You need to extract a table from a PDF to Excel free of charge, and you've already tried the obvious route: select the table, copy, paste into a spreadsheet. What you got was a single column of jumbled text where rows and columns used to be. That's not a bug in your clipboard. It's how PDFs work, and it's why extracting tables from them is one of the most common frustrations in office work.

The good news: there are reliable ways to get a clean table out of a PDF and into Excel without paying for software or installing anything. This guide covers three methods, starting with the one that works on the widest range of documents.

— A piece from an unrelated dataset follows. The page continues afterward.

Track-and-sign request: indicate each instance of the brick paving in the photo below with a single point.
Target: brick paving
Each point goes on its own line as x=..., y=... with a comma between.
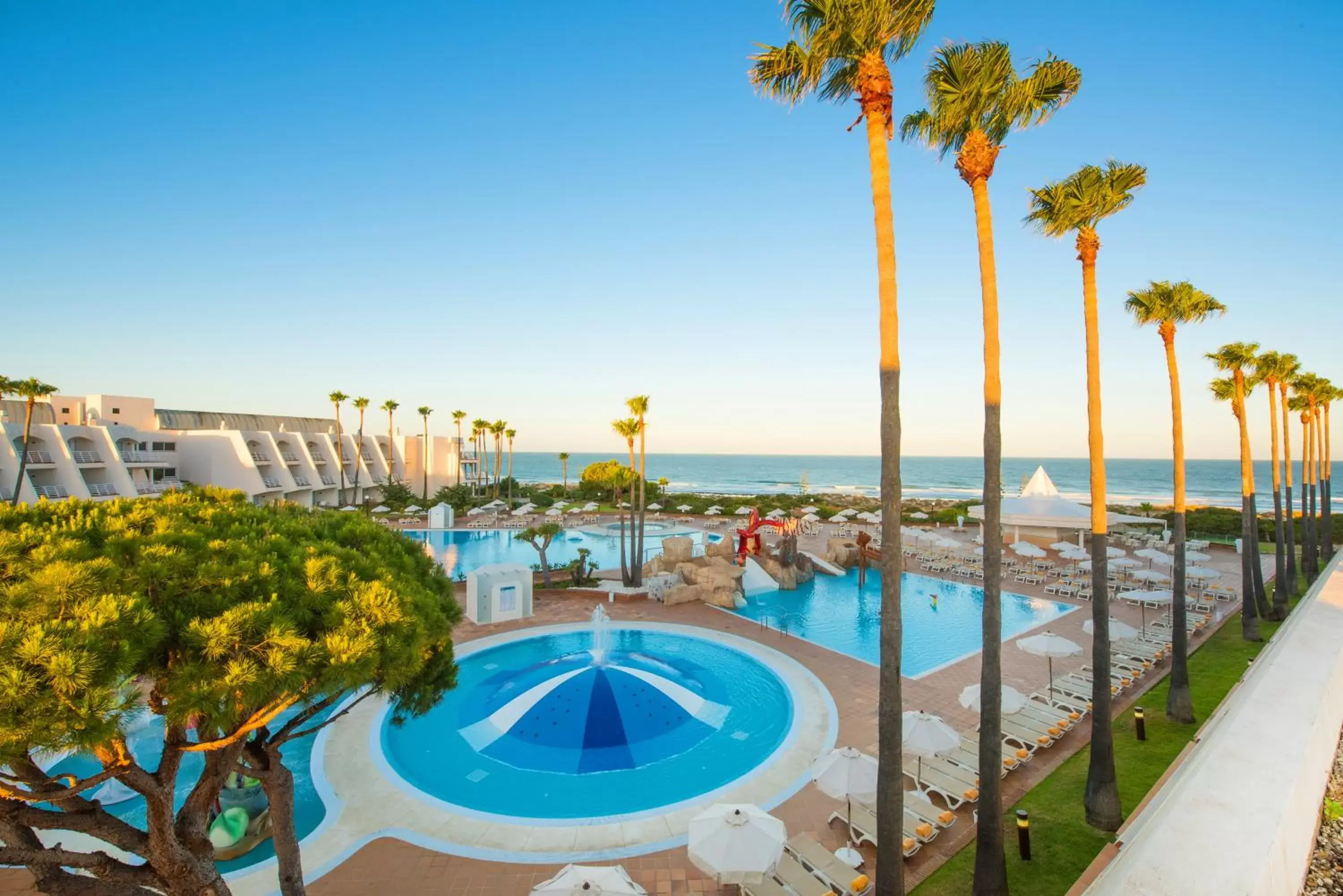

Why Tables Break When You Copy-Paste from PDF

A PDF doesn't store tables as rows and columns. According to the PDF specification (ISO 32000), a PDF stores each character individually with an x,y coordinate on the page. There's no concept of a "cell" or a "row" in the file format itself. What looks like a neatly aligned table on screen is actually hundreds of separate text fragments positioned to create the visual illusion of structure.

When you copy-paste, your operating system reads those fragments left-to-right, top-to-bottom, and dumps them as a single text stream. Column boundaries vanish. Numbers that belonged in "Quantity" end up next to text from "Description." Multi-line cell content gets split across rows it doesn't belong to. The more complex the table layout, the worse the result.

This is why PDF copy-paste breaks your data every time. The format was designed for printing, not for data exchange. Any tool that successfully extracts tables from PDFs has to reconstruct the grid structure from visual positioning — essentially reading the document the way a person reads it, inferring where one column ends and another begins.

3 Ways to Extract a Table from PDF to Excel

Method 1: CleanTably AI (Best for Any PDF)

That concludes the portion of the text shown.